1.C.8 The Botulinum and Tetanus Toxin (BTT) Family
The BTT family consists of a variety of exoneurotoxins from Clostridium botulinum and C. tetani. These include botulinum neurotoxins A-G and tetanus neurotoxin. The 8 botulinum toxins (BoNTs) A-G are sequence and antigenically distinct. BoNTs A B exhibit similar fold and domain association where the translocation domain is flanked on either side by binding and catalytic domains. However, in BoNT E holotoxin, the domain association is different and unique, although the individual domains are similar to those of BoNTs A and B. In BoNT E, both the binding domain and the catalytic domain are on the same side of the translocation domain, and all three have mutual interfaces (Kumaran et al., 2009). These proteins, sometimes called collectively, Clostridial neurotoxins, resemble diphtheria toxin (DT; TC #1.C.7.1.1) in that each of them is secreted as a single polypeptide chain and then cleaved to yield a disulfide-linked heterodimer of a light chain (L; residues 1-447 for botulinum toxin A (BTA)) and a heavy chain (H; residues 448-1295 for BTA). L has pharmacological activity as a protease, a proteolytic blocker of neurotransmitter release, cleaving synaptobrevin. The N- and C-termini of H mediate channel formation for transmembrane transport of BTA L-chain and receptor binding, respectively. HC recognizes both gangliosides and various protein receptors that are required for entry (Chai et al., 2006; Jin et al., 2006). The beltless-translocation domain of Botulinum neurotoxin A embodies a minimum ion-conductive channel (Fischer et al., 2012). Double anchorage to the membrane and an inter-chain disulfide bond are required for the low pH induced entry of tetanus and botulinum neurotoxins into neurons (Pirazzini et al., 2011). VHH antibodies neutralize botulinum neurotoxin E1 by blocking its membrane translocation in host cells (Lam et al. 2020).

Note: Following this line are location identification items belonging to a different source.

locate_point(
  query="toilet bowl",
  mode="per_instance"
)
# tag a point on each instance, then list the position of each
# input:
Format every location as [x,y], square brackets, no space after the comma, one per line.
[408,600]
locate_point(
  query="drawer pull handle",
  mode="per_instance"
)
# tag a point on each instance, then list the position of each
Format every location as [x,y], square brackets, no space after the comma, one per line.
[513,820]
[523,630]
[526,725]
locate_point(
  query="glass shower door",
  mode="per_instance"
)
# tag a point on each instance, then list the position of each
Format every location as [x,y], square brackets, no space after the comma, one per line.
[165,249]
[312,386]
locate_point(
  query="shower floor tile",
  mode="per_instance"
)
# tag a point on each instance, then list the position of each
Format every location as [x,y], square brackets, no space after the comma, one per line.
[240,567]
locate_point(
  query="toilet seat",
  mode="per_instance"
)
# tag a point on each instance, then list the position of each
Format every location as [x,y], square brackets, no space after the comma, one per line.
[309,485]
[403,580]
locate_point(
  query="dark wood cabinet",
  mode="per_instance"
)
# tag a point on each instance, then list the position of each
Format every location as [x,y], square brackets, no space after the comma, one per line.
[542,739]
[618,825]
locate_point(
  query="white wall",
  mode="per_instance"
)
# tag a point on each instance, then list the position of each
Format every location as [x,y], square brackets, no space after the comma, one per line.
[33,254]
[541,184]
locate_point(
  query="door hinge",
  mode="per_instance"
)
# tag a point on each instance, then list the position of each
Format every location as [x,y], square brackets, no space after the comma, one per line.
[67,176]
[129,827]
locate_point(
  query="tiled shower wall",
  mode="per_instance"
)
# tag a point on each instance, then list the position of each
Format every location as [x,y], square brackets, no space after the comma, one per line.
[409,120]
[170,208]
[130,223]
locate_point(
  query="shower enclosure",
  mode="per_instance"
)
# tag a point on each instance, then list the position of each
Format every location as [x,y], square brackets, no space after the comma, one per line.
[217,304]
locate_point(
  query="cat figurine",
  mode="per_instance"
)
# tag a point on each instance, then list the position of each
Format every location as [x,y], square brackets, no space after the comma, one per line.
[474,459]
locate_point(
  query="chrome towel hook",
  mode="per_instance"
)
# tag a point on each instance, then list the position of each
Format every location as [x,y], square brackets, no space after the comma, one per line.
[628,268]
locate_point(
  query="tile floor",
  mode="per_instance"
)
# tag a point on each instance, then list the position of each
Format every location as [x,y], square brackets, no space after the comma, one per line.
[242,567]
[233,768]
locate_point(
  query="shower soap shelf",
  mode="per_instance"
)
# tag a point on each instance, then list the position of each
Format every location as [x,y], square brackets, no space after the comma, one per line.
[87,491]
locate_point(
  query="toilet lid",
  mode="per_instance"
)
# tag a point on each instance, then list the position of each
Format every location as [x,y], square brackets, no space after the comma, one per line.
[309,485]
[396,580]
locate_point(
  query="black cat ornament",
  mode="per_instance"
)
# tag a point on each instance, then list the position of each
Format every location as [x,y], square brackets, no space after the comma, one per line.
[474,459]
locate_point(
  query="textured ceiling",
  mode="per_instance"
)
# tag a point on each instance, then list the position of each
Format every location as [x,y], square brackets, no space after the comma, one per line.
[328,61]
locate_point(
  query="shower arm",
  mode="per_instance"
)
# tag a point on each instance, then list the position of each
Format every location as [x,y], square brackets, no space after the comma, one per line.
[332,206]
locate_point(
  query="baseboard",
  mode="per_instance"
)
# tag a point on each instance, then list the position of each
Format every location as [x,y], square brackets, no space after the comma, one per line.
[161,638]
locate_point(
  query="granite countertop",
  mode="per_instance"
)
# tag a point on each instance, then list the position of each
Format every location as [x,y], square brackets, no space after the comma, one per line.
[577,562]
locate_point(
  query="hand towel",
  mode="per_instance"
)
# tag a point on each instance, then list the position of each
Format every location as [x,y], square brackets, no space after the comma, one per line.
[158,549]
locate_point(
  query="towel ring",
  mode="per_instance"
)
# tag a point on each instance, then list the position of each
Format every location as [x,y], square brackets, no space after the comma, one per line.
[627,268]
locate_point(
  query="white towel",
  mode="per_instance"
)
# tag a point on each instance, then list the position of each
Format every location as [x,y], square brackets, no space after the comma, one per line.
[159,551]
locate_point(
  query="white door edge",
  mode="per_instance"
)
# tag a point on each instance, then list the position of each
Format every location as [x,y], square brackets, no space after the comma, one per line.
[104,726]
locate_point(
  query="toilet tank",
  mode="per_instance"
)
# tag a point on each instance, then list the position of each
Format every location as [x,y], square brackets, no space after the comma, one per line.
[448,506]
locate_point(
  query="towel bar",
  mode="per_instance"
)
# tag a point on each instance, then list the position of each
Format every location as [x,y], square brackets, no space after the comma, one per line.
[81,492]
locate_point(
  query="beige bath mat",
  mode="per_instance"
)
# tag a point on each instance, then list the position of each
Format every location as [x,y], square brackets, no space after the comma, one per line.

There are 10 α-helices and two putative transmembrane α-helical spanners (TMSs) (TH8 and TH9) in the translocation (T) domain of BTT family heavy chains [at positions 626-646 and 655-675 in BTA], and all members of the family exhibit a similar apparent topology. The N-terminal domain of H thus forms a protein translocation pathway. A T-domain fragment, consisting of TH8, TH9 and the interhelical TL5 loop, is sufficient for channel formation. Thus, the DT channel is formed by insertion of this helical hairpin into the membrane. The transport process is probably very similar to that mediated by diphtheria toxin although DT does not show significant sequence similarity with BT or TT. The binding site for chloroquine and related compounds and the influence of binding on properties of the C2II channel have been defined (Neumeyer et al., 2007). Some features of the membrane-bound T (translocation) domain tertiary structure, critical for pore formation, are dependent upon salt concentration (Lai et al., 2010). Swaminathan (2011) has presented an overview of the structure/function relationships, correlating the 3-D structures with biochemical and biophysical analysis of BT.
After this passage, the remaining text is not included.